Intermediate Language Ergonomics

Could we have a high level language where the flow of code maps to the underlying intermediate language’s code flow?

Here’s an example of some troublesome group of not-obvious integer overflows in Java

public static void main(String[] args) {
  /* Lets assume I just pass in any integer argument here, e.g. 1
     So we expect it to print 0x0000000080000000 
     (still a positive number)
     because the max positive integer was 0x7fffffff<br />
  */
  int a = Integer.valueOf(args[0]);
  long k = Integer.MAX_VALUE + a;
  System.out.println(Long.toHexString(k)); 
  // we unfortunately get 0xffffffff80000000
}

the bytecode ordering can help give us more insight into why this overflows (I’ve commented below what the crucial bit of the code does for the none-bytecode aficionados)

aload_0
iconst_0
aaload
invokestatic  #2 // Method java/lang/Integer.valueOf:(Ljava/lang/String;)
invokevirtual #3 // Method java/lang/Integer.intValue:()
istore_1

// That bit above just got the arg from the commandline
// and stored the result to variable number 1
// Its not the code in question


ldc #5   // int 2147483647 - push an integer constant #5 from the constant pool.
iload_1  // load int from local variable 1
iadd     // add the 2 ints on the stack and return an int
i2l      // consume integer from stack, extend and push as a long on the stack 
lstore_2 // store the long as local variable 2

// The bit below is just the printing part
// its also not the part to focus on.

getstatic     #6 // Field java/lang/System.out:Ljava/io/PrintStream;
lload_2
invokestatic  #7 // Method java/lang/Long.toHexString:(J)Ljava/lang/String;
invokevirtual #8 // Method java/io/PrintStream.println:(Ljava/lang/String;)V
return

if we then compare this with the solution that makes this code to behave as we expect

int a = Integer.valueOf(args[0]);
long k = (long)Integer.MAX_VALUE + a;
System.out.println(Long.toHexString(k)); // Now we get 0x0000000080000000
ldc2_w  #5  // long 2147483647l - load the constant from the pool as a wide(long)
iload_1     // load int from local variable 1
i2l         // consume integer from stack, extend and push as a long on the stack
ladd        // add the 2 longs on the stack and return an long<br />
lstore_2

OK, so other than being a rubbish Java dev, what is my gripe here?
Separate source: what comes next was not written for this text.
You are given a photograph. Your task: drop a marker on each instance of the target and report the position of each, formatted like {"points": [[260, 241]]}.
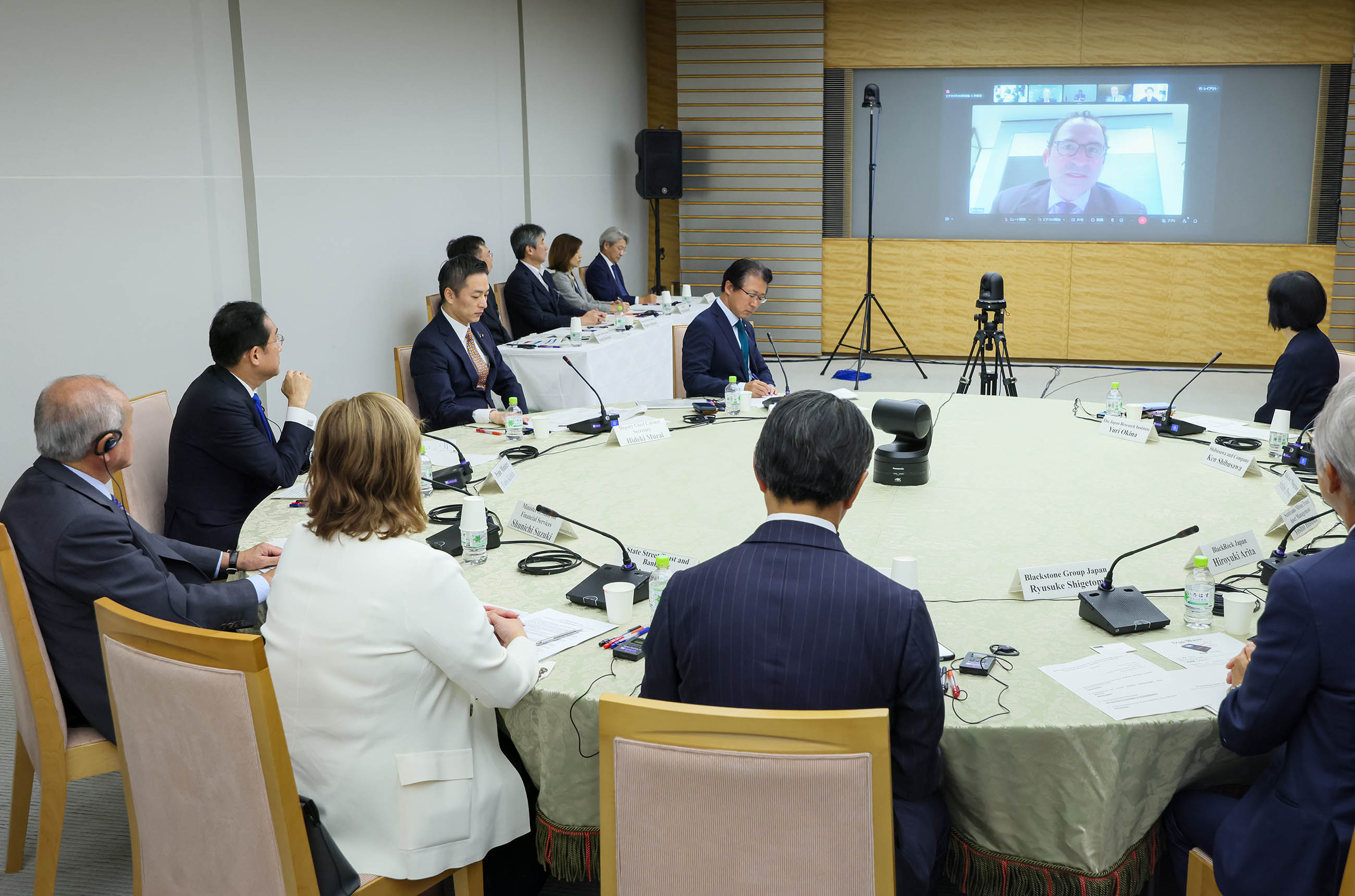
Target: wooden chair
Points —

Could we have a high level language where the flow of code maps to the underlying intermediate language’s code flow?

e.g. why can’t the Java look like this, to ensure that by default we don’t run into this issue?

/*
   If we were to lend the := from ALGOL derivatives
   using =: to represent right->left assignment
   and := as the usual Java left->right assignment
*/
Integer.valueOf(args[0]) =: int a;
(long)Integer.MAX_VALUE + a =: long k;
System.out.println(Long.toHexString(k));

Seeing the code this way better illustrates that the addition is performed first then it is assigned to the variable.

As an analogy, if a child wants to move the contents of 2 half-size buckets of sand and make a full-sized sand castle in one trip, then they’ll need to start with a full sized bucket to carry it! (I wish that could have been as poetic as die hard 3’s 5ltr and 3ltr jug problem)

I realize that there are issues with associativity and many other things there. However if the high level language could more intuitively follow how the lower layer behaves, then we could avoid some unexpected security issues for many junior (and senior) developers.